Ramble On

Wednesday, May 4, 2016

Cabin Lore - the Hawksbill Cannery

I see these colorful can labels around the county from time to time.  There are a couple of them, on cans and in frames, at the Hawksbill Diner in Stanley, and this weekend I found these two examples in Gathering Grounds in Luray.

The Gathering Grounds piece has a few of the tokens and chits that were issued by the cannery, I guess to workers and others.  There was an auction last year for a token printed with 4 cents on it - these items date from the late 1800's into the early 1900's.

So that inspired me to do a little research to see what I could learn about it, and off to Google I went.

As with the building on Zerkel Street where we hope to operate the brewery soon, the first things that came up in my search were trade publications.  The cannery was listed as a hotels supply vendor in the one I found, dated 1922.

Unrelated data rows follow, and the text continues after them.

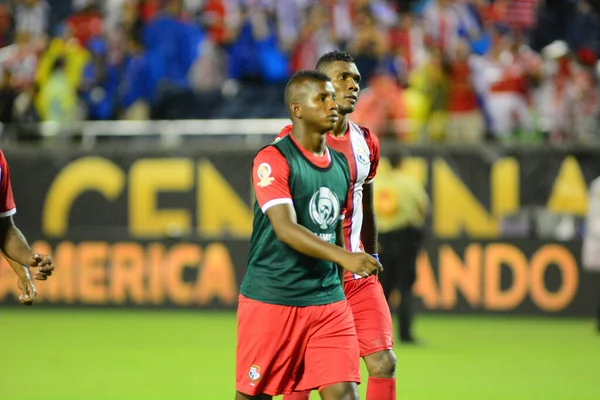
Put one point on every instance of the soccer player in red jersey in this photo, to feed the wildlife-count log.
(13, 244)
(295, 328)
(369, 306)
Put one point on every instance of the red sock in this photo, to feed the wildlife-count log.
(381, 389)
(297, 396)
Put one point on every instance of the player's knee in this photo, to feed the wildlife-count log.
(381, 364)
(340, 391)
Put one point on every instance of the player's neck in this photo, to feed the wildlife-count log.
(311, 141)
(341, 127)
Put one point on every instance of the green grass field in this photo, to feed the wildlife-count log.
(62, 355)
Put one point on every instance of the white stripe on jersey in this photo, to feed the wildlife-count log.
(362, 161)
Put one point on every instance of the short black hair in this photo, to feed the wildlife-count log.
(333, 56)
(299, 79)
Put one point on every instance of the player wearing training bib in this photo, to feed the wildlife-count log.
(371, 312)
(13, 244)
(295, 327)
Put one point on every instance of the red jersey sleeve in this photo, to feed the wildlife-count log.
(373, 143)
(270, 174)
(7, 202)
(284, 132)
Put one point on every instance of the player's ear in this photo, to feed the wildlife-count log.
(296, 110)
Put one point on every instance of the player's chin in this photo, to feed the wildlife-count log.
(327, 127)
(347, 108)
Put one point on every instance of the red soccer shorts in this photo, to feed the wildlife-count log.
(281, 349)
(371, 313)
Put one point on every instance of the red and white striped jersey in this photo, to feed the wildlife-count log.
(361, 148)
(7, 202)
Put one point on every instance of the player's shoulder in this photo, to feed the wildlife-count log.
(284, 132)
(3, 158)
(370, 138)
(268, 151)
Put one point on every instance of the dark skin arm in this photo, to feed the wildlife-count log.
(368, 234)
(288, 231)
(339, 241)
(21, 257)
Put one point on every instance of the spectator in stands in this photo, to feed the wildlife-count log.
(407, 47)
(6, 26)
(466, 124)
(587, 98)
(67, 47)
(135, 89)
(103, 76)
(381, 107)
(506, 96)
(431, 81)
(370, 44)
(555, 97)
(31, 18)
(86, 23)
(314, 39)
(7, 98)
(57, 100)
(583, 28)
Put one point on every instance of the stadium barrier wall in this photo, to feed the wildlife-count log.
(170, 228)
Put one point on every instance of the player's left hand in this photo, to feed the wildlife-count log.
(44, 264)
(28, 291)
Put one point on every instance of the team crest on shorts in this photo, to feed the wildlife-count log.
(362, 155)
(264, 175)
(254, 373)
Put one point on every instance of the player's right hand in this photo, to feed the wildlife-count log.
(362, 264)
(44, 263)
(28, 291)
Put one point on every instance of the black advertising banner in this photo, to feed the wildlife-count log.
(153, 228)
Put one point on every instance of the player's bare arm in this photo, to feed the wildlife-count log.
(368, 235)
(339, 241)
(288, 231)
(17, 251)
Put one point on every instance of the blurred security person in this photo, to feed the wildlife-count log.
(401, 206)
(591, 240)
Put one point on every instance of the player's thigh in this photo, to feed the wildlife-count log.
(271, 341)
(241, 396)
(340, 391)
(332, 353)
(372, 316)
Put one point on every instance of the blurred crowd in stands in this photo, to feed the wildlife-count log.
(452, 71)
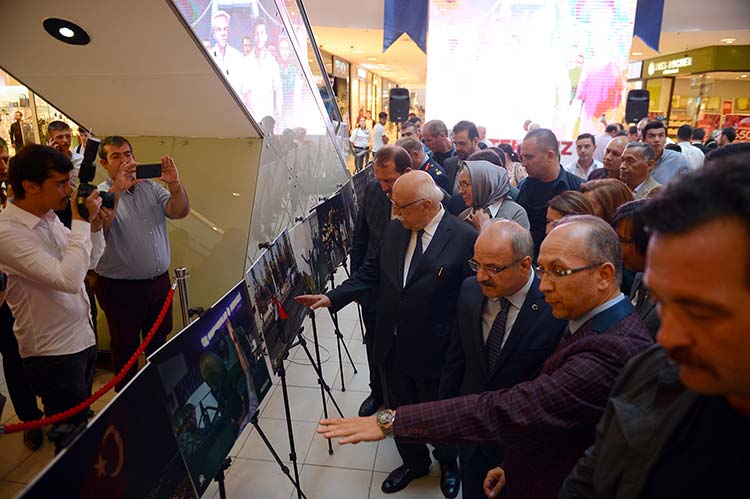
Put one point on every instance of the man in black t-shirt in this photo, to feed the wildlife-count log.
(540, 155)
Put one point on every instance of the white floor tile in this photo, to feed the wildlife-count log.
(276, 432)
(361, 456)
(251, 478)
(320, 482)
(304, 403)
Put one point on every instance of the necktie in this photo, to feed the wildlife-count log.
(416, 257)
(566, 334)
(497, 333)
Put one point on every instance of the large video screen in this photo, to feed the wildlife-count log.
(213, 376)
(561, 64)
(127, 451)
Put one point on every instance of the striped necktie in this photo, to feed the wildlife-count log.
(497, 334)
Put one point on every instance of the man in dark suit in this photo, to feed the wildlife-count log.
(16, 131)
(505, 333)
(547, 423)
(466, 143)
(418, 271)
(390, 163)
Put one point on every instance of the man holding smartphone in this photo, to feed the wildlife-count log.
(132, 279)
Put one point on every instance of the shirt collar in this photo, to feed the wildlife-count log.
(575, 324)
(432, 226)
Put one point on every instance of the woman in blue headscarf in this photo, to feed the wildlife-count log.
(485, 189)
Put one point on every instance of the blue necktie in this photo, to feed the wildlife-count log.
(416, 257)
(497, 333)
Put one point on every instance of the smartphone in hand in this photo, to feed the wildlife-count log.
(149, 170)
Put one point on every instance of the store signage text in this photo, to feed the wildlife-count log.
(669, 67)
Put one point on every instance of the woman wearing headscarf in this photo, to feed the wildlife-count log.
(485, 189)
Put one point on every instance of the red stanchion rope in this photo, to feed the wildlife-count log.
(56, 418)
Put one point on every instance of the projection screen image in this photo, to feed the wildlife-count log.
(558, 63)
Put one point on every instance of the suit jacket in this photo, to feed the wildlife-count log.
(451, 169)
(547, 423)
(424, 311)
(652, 418)
(645, 305)
(643, 191)
(533, 338)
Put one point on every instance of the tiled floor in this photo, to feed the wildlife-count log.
(352, 472)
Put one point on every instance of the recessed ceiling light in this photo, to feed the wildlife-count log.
(66, 31)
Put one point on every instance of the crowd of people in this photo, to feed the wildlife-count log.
(61, 253)
(512, 305)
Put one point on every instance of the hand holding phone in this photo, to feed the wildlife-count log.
(149, 170)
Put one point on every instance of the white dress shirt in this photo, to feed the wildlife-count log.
(576, 324)
(429, 232)
(694, 155)
(46, 264)
(492, 308)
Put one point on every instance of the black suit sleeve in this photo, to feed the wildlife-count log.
(364, 279)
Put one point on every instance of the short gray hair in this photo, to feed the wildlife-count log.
(646, 150)
(546, 139)
(602, 245)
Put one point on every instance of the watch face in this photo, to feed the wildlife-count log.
(385, 417)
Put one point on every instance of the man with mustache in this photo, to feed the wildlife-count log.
(547, 423)
(677, 421)
(505, 333)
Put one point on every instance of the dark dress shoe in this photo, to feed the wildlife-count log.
(369, 406)
(450, 480)
(400, 478)
(33, 439)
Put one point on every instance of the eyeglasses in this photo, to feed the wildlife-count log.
(558, 273)
(406, 205)
(475, 266)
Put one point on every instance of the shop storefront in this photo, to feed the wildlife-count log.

There are a couple of photos in the "Luray and Page County Revisited" book by Dan Vaughn.  The author has included a photograph of the cannery under construction in 1906, located on North Hawksbill Street in Luray.  It was called Luray Canning Company at that time.  The business was renamed Hawksbill Cannery after I.N.Dovel bought it in 1914.

A subsequent photo shows well drilling for a proposed but failed expansion in Stanley.  Apparently there was a fire in 1950, but it was rebuilt by Dovel's son and by 1954 was one of the leading canners of watercress - that's one of the labels that they have at the Hawksbill Diner.

In any case, I have always like the color and graphical style of these labels.  I'm on the lookout for some.  And we're going to use them for inspiration in the brewery logo - we'll have to see what the designer comes up with on that one!